Isto (que traduzo da citação em inglês constante de The Films of Fritz Lang, livro de Tom Gunning) é a passagem do diário de Goebbels referente ao dia de 1931 em que foi ver o M de Fritz Lang. Como sabem, dois anos depois, já no poder, Goebbels tentaria levar em frente o sonho de fazer de Lang "o nosso homem" (salvo seja), sonho a que Lang deu uma nega. Nunca li o diário de Goebbels, não sei se ele elaborou com mais profundidade sobre o seu fascínio por Lang. Esse fascínio sempre me pareceu estranho e, tal como a genuina convicção de que Lang poderia efectivamente ser "o homem deles", decorrente de equívocos e non sequitur - como julgar que a aversão à "lamechice humanitária" de Lang era de ordem comparável à aversão dos nazis pela mesma lamechice ou, ainda no caso deste filme, apreender M como um filme "a favor da pena de morte" (não diria que haja no filme sequer um juizo sobre a pena de morte, o que há, certamente, é um juizo, negativo e preocupado, sobre a organização, e sobre a justiça decidida em função dos interesses da organização mais forte como perversão da própria Justiça). Mas para compreender a obsessão languiana de Goebbels talvez se devesse olhar menos para os dois filmes (M e Das Testament des Dr Mabuse) que Lang realizou já com os nazis na linha do horizonte próximo (no caso de Mabuse, extremamente próximo) e ir um pouco mais atrás. A Metropolis, cuja proposta de "grafia arquitectónica" de uma rígida estratificação social, "ubermenschen" e "untermenschen" cada uns para seu lado (ou para seu patamar), tinha mais do que o suficiente para excitar uma mente nazi, além de haver um nexo razoavelmente claro entre as massas coordenadas do filme de Lang e a coordenação das massas alguns anos depois, nos comícios de Nuremberga que O Triunfo da Vontade registou. (Aliás, no livro de Gunning que comecei por citar menciona-se um teórico alemão da arquitectura, cujo nome agora me escapa e não tenho o livro à mão, que dissertou sobre a influência de Metropolis na arquitectura dos últimos anos de Weimar e, depois, na arquitectura do nazismo, inclusive em projectos do próprio Speer).
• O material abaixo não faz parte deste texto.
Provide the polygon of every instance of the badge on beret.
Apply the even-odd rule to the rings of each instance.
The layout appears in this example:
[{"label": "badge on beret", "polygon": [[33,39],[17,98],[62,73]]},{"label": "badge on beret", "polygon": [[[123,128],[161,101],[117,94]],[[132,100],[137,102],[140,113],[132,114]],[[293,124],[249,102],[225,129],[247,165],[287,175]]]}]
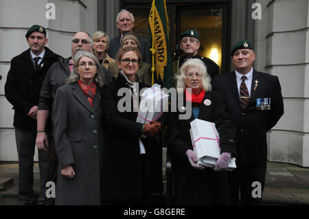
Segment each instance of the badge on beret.
[{"label": "badge on beret", "polygon": [[206,99],[205,100],[204,100],[204,104],[205,104],[206,106],[210,106],[210,104],[211,104],[211,101],[209,99]]}]

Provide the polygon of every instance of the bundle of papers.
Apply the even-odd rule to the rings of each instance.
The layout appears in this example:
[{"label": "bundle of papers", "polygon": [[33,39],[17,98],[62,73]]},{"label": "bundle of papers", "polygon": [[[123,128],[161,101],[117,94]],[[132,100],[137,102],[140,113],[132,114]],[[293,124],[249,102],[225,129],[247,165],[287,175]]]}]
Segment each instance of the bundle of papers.
[{"label": "bundle of papers", "polygon": [[[190,135],[193,150],[198,158],[198,163],[214,168],[220,155],[219,133],[213,122],[195,119],[190,122]],[[231,158],[227,170],[236,168],[236,159]]]},{"label": "bundle of papers", "polygon": [[161,90],[160,85],[154,84],[141,95],[136,122],[144,124],[157,121],[168,107],[168,95]]}]

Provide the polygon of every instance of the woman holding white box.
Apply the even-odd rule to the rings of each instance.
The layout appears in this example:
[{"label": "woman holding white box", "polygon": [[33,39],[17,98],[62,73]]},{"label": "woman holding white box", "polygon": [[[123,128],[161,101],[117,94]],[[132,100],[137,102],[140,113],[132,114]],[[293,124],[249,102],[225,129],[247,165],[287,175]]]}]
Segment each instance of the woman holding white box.
[{"label": "woman holding white box", "polygon": [[[165,134],[168,150],[172,154],[174,204],[229,205],[227,177],[223,171],[231,157],[235,157],[235,128],[225,113],[221,96],[211,91],[211,78],[204,63],[190,59],[179,71],[177,88],[184,89],[185,101],[177,112],[170,113]],[[181,114],[187,114],[190,106],[191,117],[179,119]],[[221,155],[214,170],[197,163],[190,133],[190,122],[194,119],[214,123],[219,133]]]}]

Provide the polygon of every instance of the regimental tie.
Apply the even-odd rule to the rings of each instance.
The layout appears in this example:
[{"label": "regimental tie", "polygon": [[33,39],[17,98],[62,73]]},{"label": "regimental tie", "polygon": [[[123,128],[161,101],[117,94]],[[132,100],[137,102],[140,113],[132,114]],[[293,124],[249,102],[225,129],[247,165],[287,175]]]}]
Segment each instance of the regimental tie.
[{"label": "regimental tie", "polygon": [[36,67],[36,69],[37,69],[38,68],[38,62],[40,60],[40,58],[41,58],[41,57],[39,57],[39,56],[36,56],[33,58],[33,60],[34,60],[34,66]]},{"label": "regimental tie", "polygon": [[242,104],[242,111],[247,108],[247,105],[250,100],[250,96],[249,95],[248,89],[247,88],[247,85],[244,83],[244,80],[247,79],[246,76],[242,77],[242,83],[240,84],[240,102]]}]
Mas abreviando, até porque devia estar a pensar era em John Carpenter (e em Paul Newman) e não em Lang ou em Goebbels, tenho a minha ideia (de resto, não necessariamente de uma originalidade absoluta, tão óbvia me parece) sobre o que é que o futuro Ministro da Propaganda do Reich realmente viu naquela noite de 1931 em que foi ao cinema - naquela letra M inscrita a giz nas costas do casaco de Peter Lorre, essa inscrição que muda totalmente o curso ao filme e à sua prioridade temática, o que Goebbels viu foi aquilo que hoje, com o benefício de estarmos do outro lado da História, todos facilmente vemos: uma estrela amarela.

Como dizia o outro, o cinema projecta.

Tuesday, September 02, 2008

As ondas de criminalidade violenta

"A polícia está para a sociedade como o sonho para o indivíduo".
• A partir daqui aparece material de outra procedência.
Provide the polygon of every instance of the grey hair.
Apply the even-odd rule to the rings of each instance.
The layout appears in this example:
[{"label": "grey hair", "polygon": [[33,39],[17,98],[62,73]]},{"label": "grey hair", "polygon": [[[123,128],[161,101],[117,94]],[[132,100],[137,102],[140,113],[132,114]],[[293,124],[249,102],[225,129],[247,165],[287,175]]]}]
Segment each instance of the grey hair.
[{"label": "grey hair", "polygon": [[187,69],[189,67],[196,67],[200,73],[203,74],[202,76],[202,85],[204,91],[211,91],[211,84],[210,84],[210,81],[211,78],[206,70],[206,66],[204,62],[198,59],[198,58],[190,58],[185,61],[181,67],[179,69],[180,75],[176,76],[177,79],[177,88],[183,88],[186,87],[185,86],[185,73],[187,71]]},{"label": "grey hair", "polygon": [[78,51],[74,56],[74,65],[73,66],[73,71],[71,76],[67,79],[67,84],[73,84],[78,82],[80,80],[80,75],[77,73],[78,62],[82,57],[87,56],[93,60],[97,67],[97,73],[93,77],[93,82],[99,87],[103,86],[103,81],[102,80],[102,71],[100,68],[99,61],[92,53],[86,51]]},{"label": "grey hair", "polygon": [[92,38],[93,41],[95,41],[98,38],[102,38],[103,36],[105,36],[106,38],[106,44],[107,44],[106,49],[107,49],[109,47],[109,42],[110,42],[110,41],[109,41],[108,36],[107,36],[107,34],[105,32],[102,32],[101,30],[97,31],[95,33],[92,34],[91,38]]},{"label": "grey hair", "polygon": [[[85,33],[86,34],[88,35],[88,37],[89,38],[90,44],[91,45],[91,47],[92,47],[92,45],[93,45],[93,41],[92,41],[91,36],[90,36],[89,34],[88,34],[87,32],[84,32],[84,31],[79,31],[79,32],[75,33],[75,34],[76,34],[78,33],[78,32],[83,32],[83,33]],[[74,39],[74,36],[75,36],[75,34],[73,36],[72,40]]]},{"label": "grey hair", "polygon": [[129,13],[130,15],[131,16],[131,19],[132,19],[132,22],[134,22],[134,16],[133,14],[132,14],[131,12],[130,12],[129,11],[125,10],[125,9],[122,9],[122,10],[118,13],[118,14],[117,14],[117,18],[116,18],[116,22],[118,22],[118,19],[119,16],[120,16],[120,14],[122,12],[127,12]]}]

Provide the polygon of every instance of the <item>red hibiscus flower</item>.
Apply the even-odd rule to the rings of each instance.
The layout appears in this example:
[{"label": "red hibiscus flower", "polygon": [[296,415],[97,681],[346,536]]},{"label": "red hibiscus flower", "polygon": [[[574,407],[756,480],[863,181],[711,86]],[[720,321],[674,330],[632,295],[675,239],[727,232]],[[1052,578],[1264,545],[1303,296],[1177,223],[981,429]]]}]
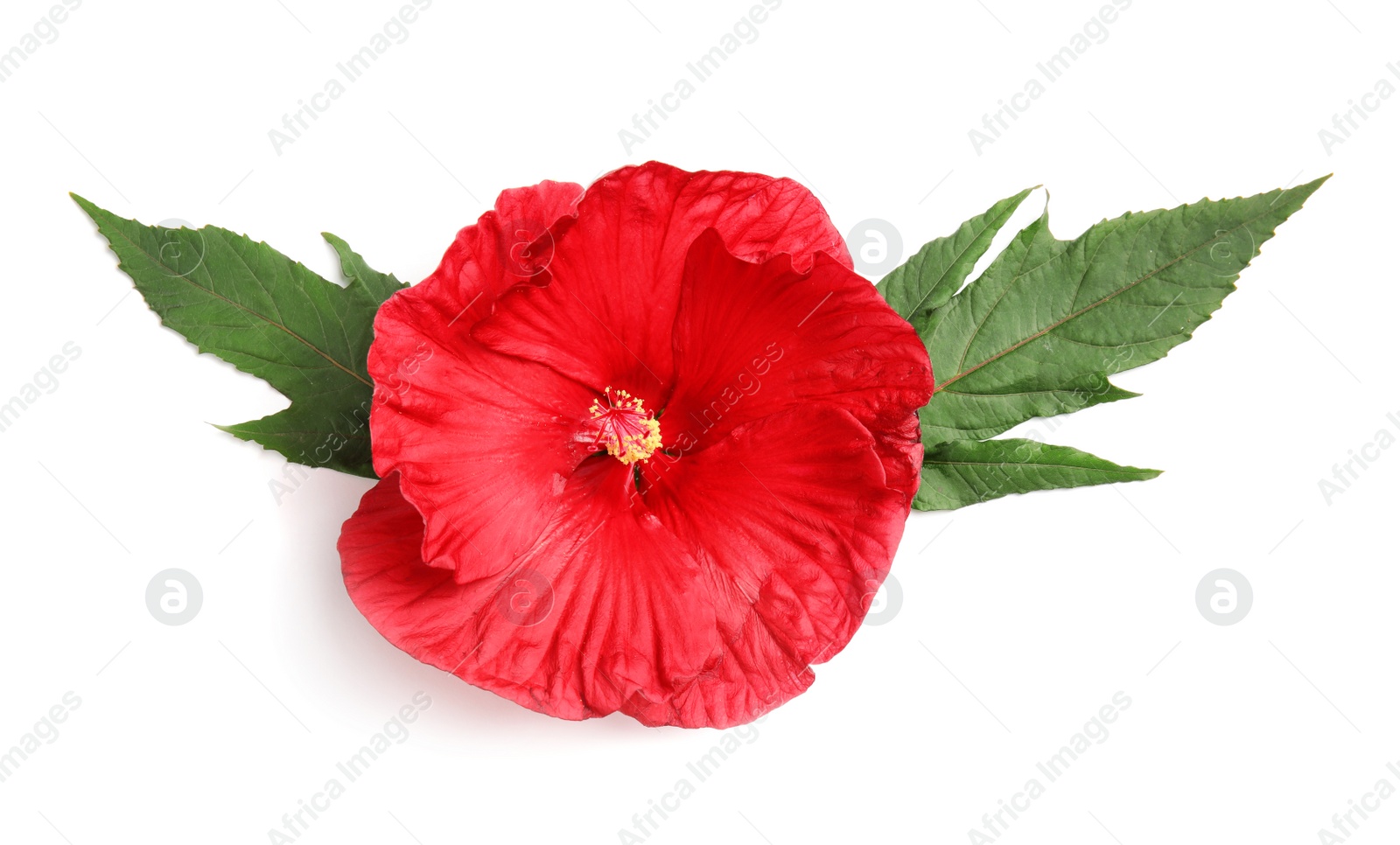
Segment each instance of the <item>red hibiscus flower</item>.
[{"label": "red hibiscus flower", "polygon": [[389,642],[539,712],[727,727],[860,625],[932,374],[799,185],[662,164],[504,192],[375,319],[340,537]]}]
Frase que não sei onde Godard foi desencantar e que se ouve, da boca de um polícia, em Prénom: Carmen.

(Estão aqui, de resto, outros adágios godardianos bastante divertidos, como esta análise do sistema capitalista ocidental, que cito de memória: "O capitalismo clássico concentrava-se na produção do que fosse ao encontro das necessidades básicas; mas a certa altura passou a dedicar-se à produção de objectos que não correspondem a nenhuma necessidade, como as bombas atómicas ou as tijelas de plástico"; ou ainda este diálogo entre Godard e um "jovem": - vocês não inventaram nada, nem os jeans, nem os cigarros, nada; - inventámos o desemprego, retorque o jovem; - talvez, mas foi sem o procurarem;

- il faut chercher)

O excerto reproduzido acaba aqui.